27.3.13

Sócrates na RTP: metamorfose ou regresso?

José Sócrates, o comentador, regressa com uma entrevista ao ex-Primeiro-Ministro. Quem definiu este perfil deve ter ganho a liderança das audiências hoje, mas também contribuiu para a confusão sobre o estatuto do regressado.
Dizem que o comentador José Sócrates não vai ser remunerado. Acho mal. O comentário político é um trabalho. Tem utilidade social e valor económico. Como não há almoços grátis e José Sócrates não vai comunicar no âmbito de uma responsabilidade inerente a funções públicas ou de uma causa que defenda, mas prestar um serviço de análise, ele e a RTP deixam ficar implícito que vai ser pago em promoção da sua marca pessoal, a qual, em Portugal, tem essencialmente valor político.

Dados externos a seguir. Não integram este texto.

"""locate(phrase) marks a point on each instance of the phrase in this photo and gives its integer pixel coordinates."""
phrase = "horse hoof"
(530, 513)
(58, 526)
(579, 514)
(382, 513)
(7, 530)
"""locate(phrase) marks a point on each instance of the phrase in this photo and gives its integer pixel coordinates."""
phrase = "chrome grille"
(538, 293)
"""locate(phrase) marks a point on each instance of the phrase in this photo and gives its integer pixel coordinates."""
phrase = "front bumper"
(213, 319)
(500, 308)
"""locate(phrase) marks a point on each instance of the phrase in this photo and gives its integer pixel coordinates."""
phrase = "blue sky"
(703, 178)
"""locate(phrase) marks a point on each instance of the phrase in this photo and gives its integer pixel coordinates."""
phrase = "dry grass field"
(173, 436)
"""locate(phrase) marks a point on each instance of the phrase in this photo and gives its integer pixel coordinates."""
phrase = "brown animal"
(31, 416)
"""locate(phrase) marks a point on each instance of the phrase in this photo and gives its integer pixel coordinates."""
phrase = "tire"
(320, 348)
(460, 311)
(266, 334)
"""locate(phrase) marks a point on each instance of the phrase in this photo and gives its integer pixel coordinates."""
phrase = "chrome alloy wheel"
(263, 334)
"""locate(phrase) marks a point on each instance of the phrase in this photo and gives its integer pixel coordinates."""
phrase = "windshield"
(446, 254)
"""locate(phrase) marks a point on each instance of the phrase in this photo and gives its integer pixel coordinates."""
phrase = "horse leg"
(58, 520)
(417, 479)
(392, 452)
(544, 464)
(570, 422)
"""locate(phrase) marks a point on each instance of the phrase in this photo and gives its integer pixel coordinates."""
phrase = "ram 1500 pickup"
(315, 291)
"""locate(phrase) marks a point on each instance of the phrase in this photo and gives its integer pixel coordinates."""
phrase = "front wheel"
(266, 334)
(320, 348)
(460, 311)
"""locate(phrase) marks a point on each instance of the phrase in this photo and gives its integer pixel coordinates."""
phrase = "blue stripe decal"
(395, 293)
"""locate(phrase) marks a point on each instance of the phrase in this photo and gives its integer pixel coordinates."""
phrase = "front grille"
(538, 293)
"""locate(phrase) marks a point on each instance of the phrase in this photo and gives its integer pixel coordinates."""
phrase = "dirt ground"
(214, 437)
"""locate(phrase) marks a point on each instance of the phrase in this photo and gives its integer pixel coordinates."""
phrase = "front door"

Tenho curiosidade sobre o que o ex-Primeiro-Ministro tem a dizer sobre o actual estado do país e sobre o que o ex-Secretário-Geral do PS tem a dizer sobre a dinâmica do seu partido sob a liderança do seu sucessor. Mas, recordo uma resposta de António Costa na Quadratura do Círculo quando o pressionavam a falar sobre a sua então protocandidatura a Secretário-Geral do PS. Disse algo como 'não sou comentador para me comentar a mim mesmo'. 
Terá Sócrates a mesma sageza então demonstrada por Costa e deixarão as circunstâncias que a pratique? O setting montado pela RTP, o alarido das petições online e a enormidade do envolvimento do parlamento na questão por mão do CDS apontam em sentido contrário. Se Sócrates quiser surpreender, comentar-se-à a si mesmo hoje, mas não nos comentários posteriores, e vincá-lo-á logo a abrir a entrevista. Se não o fizer, independentemente do sucesso político e pessoal que venha a ter ser inferior ou superior ao que teve com os debates com Santana Lopes, presta um mau serviço à definição da fronteira conceptual entre política activa e comentário político. Uma fronteira tão necessária,  quanto está completamente esbatida no país dos ex-lideres que usam a televisão como estaleiro para os sonhos de regresso ao mar alto.
Se hoje houver regresso e não metamorfose, os que gostam dos combates políticos ganham um tema de conversa, mas a relação entre os media e a política, não perdendo grande coisa, não ganha nada.